In fact, these online communications need more attention since they include a lot more information about you. (Just think for a while about how you use WhatsApp. Would you share your WhatsApp chats with us? We bet you won’t!)
Thus, make sure you use the most secure options to communicate online – services that neither collect your data nor share it with others (whether intentionally or accidentally). You can take a look at these best secure messaging apps to choose an appropriate communication platform.
8. Be wary of hackers
Whether you’re a student, a person at home, an employee, a business owner, or a veteran, you are always important to criminal hackers. Always remember this thing when online to prevent any hacking attacks or privacy intrusions.
9. Protect your kids online
While you can fend off cyber threats by practicing cybersecurity tips, what about your kids? They are more vulnerable to privacy breaches and online bullying, together with other cyber threats.
Train your kids to stay safe online. Also, play your part to provide them with a safe digital ecosystem by having all security tools in place.
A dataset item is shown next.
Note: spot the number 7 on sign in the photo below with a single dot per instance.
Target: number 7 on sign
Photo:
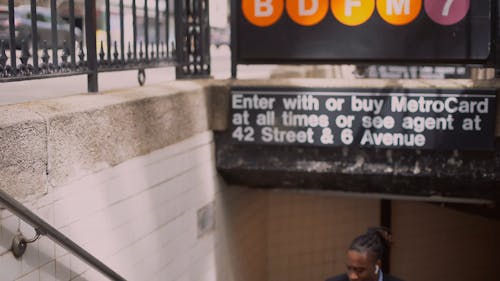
(447, 12)
(446, 8)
10. Keep your business safe
Just as you and your family need privacy, your business also demands the same.
In fact, your business needs more online privacy and security. One mishap and your whole business, together with you, your staff, and your consumers, will be at stake.
Ensure that you protect your online network with the best business proxies. Also, spread cybersecurity awareness among your staff to prevent any internal threats.
Internet privacy in the USA – Future outlook
After Europe’s GDPR came into effect, it triggered almost all governments globally to come up with such thorough privacy protection acts.
Particularly, given the seemingly never-ending trail of privacy breaches and violations by tech giants (thanks to Facebook’s Cambridge Analytica scandal that prompted such legal actions), having thorough digital data privacy regulations is inevitable.
For the Americans, it became even more critical. That’s because the region is a technological hub with maximum users from within the USA.
Although, the country previously lacked such inclusive laws for ensuring internet privacy in the USA. Yet, with time, several amendments in those laws led to the enforcement of dedicated privacy protection acts nationwide. These, together with the state-wide privacy laws, as they come up, will surely provide you with better internet privacy than ever.
So, if you’re concerned about the lack of a US version of GDPR, don’t worry.
In the future, the USA will indeed have better laws properly defining personally identifiable information (PII) and the ways businesses should deal with it.
Also, you can anticipate getting an explicit right-to-delete alongside a better right-to-forget to enjoy complete digital privacy in the USA.
Looking forward to a better and safer tomorrow!